Negotiations between a police commander and activist lawyers produced peaceful coexistence for an hour late in the afternoon. There were high spirits, even humor, among the protestors who invented chants like “There ain’t no riot here, take off that stupid gear” and songs like “We all live in a failed democracy.”
The protest could easily have been contained by a handful of officers, or might have simply faded as the day ended. Instead, at pproximately 5pm, the commanding officer summoned the activist lawyers to announce that those milling, waiting or sitting in the parking lot had become an “unlawful assembly” with three minutes to disperse. In addition, he said with a straight face, there was “intelligence” that some in the crowd had rocks. There was no evidence shared with regard to this secret intelligence and no rocks were seen in the events that followed.
Instead of resisting, the crowd began dispersing along 14th Street, the only egress route available. With the Harvard students, I was among the last to leave, along with camerawoman Ana Nogueria and reporter Jeremy Scahill from Democracy Now! Crossing a driveway I met David Solnit again, who had decided not to take it any more.
Solnit and six others sat down suddenly on the sidewalk, holding their hands up in V-signs. A phalanx of 25 police closed in on them as we took photographs and notes from a few feet away. In moments the seven on the sidewalk were handcuffed and led away. More police were swarming everywhere now, overwhelming the remaining protestors by 10-to-one.
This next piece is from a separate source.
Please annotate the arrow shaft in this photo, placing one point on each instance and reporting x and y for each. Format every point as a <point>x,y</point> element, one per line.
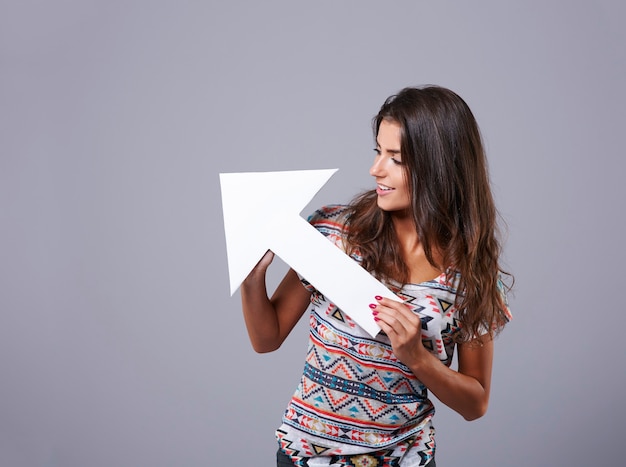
<point>302,247</point>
One block away, the dispersing crowd was walking backwards as more police marched on them with helmet visors down and guns and clubs drawn. By now five of my students had joined this retreating witness, all holding their hands over their heads and chanting “We are dispersing”
again and again. How could the police not notice how young they were, how utterly unthreatening, how innocent?
I moved alongside the advancing and retreating lines to take a photograph when I noticed that a policeman was aiming a shotgun straight at my chest. Fear leaped in me, then he pointed the weapon down. But a moment later he was looking down the barrel at me again. I was
holding a camera, notebook and pen. Suddenly I found myself asking him, “Are you really pointing that f—ing gun at me?”
Nothing happened, and I turned back to look for the students. They were on the public sidewalk, but by now more police had arrived to prevent them from walking any further.
The last I saw of them – Anne Beckett, Maddy Elfenbein, Jordan Bar Am, Rachel Bloomekatz and Toussaint Losier, all undergraduates – their hands were still up as they were swallowed up by the black-and-brown uniformed horde. When they were on the ground, one officer added a final squirt of pepper spray. How brave they look, I added to myself.
Two of my other students avoided arrest by happening to turn in another direction and, minutes later, Touissant, a tall African American with dreds and a video camera, magically walked free because the police were too busy with their already downed dissidents.
Police subsequently informed the larger world that a mob of menacing protestors had disobeyed orders to dissolve an unlawful assembly and were treated accordingly. In truth they may have radicalized the next generation of America’s future leaders.